Vous avez déjà terminé un livre en vous disant que c’est exactement le type de récit que vous auriez aimé écrire ? C’est ce qui s’est passé pour moi avec L’Odyssée de Firuzeh, superbe roman sur l’exil d’une famille afghane vers l’Australie, qui a nécessité neuf ans de recherches pour son autrice, E. Lily Yu. Contraints de quitter Kaboul pour assurer leur sécurité, les protagonistes se retrouvent à confier leur destin à divers passeurs plus ou moins fiables, au risque de se mettre en péril, avant d’être récupérés par les garde-côtes australiens et installés dans un camp sur l’île de Nauru. N’ayant malheureusement pas d’autre choix, ils subissent comme ils le peuvent les épreuves qui leur sont imposées, essayant tant bien que mal de continuer à survivre, de continuer à espérer, un jour, pouvoir atteindre les rives de l’Australie, qu’ils espèrent accueillantes.
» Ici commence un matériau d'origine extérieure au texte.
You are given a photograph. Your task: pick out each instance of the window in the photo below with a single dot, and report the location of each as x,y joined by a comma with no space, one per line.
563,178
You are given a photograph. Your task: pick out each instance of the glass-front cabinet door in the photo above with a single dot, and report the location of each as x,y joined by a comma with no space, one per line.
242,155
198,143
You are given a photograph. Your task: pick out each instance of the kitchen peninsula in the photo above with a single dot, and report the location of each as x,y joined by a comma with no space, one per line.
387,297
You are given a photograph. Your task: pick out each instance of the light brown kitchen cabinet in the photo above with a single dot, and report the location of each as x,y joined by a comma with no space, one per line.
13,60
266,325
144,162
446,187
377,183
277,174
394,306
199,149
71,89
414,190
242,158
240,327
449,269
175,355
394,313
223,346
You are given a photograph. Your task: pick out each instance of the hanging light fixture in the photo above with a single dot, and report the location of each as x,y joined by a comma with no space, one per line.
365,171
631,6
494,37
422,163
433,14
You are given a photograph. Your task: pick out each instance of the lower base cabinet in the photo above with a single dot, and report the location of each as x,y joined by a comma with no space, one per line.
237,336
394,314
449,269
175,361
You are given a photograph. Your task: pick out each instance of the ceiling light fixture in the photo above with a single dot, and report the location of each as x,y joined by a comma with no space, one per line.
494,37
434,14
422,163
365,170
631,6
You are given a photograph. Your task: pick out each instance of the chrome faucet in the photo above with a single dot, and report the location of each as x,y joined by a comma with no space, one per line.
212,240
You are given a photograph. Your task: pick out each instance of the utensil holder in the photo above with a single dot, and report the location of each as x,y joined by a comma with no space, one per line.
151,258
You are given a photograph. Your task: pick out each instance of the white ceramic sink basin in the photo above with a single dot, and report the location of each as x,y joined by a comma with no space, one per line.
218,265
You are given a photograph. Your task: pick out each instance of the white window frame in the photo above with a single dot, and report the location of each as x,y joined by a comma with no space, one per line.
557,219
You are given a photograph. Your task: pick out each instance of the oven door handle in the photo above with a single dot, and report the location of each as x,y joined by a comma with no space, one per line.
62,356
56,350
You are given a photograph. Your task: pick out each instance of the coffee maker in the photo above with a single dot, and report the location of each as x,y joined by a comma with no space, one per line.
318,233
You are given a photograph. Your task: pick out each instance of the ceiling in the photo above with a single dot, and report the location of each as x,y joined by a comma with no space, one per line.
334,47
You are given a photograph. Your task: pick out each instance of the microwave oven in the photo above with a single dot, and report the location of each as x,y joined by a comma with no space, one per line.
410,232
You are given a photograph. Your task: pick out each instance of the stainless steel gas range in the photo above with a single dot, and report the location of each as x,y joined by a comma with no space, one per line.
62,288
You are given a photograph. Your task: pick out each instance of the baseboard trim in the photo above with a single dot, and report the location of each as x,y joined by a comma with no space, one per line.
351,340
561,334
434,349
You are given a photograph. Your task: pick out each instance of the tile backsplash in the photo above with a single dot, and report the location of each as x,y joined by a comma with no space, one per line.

Si le thème traité par l’autrice est un thème déjà largement abordé dans la littérature contemporaine, elle l’aborde d’une manière nouvelle, étonnante, et émouvante. La majeure partie du récit est écrite du point de vue de Firuzeh, fillette contrainte de grandir trop vite, qui restitue fidèlement les dialogues autour d’elle, sans la ponctuation habituelle. D’abord déroutante, cette manière de raconter apporte finalement une certaine authenticité au texte, bien que Firuzeh soit clairement un personnage de fiction, et nous permet de mieux saisir les sentiments mêlés, les émotions diffuses et les réflexions parfois décalées que peuvent avoir ces personnes qui doivent tout quitter du jour au lendemain et essayer de se reconstruire ailleurs, si on leur en laisse la possibilité.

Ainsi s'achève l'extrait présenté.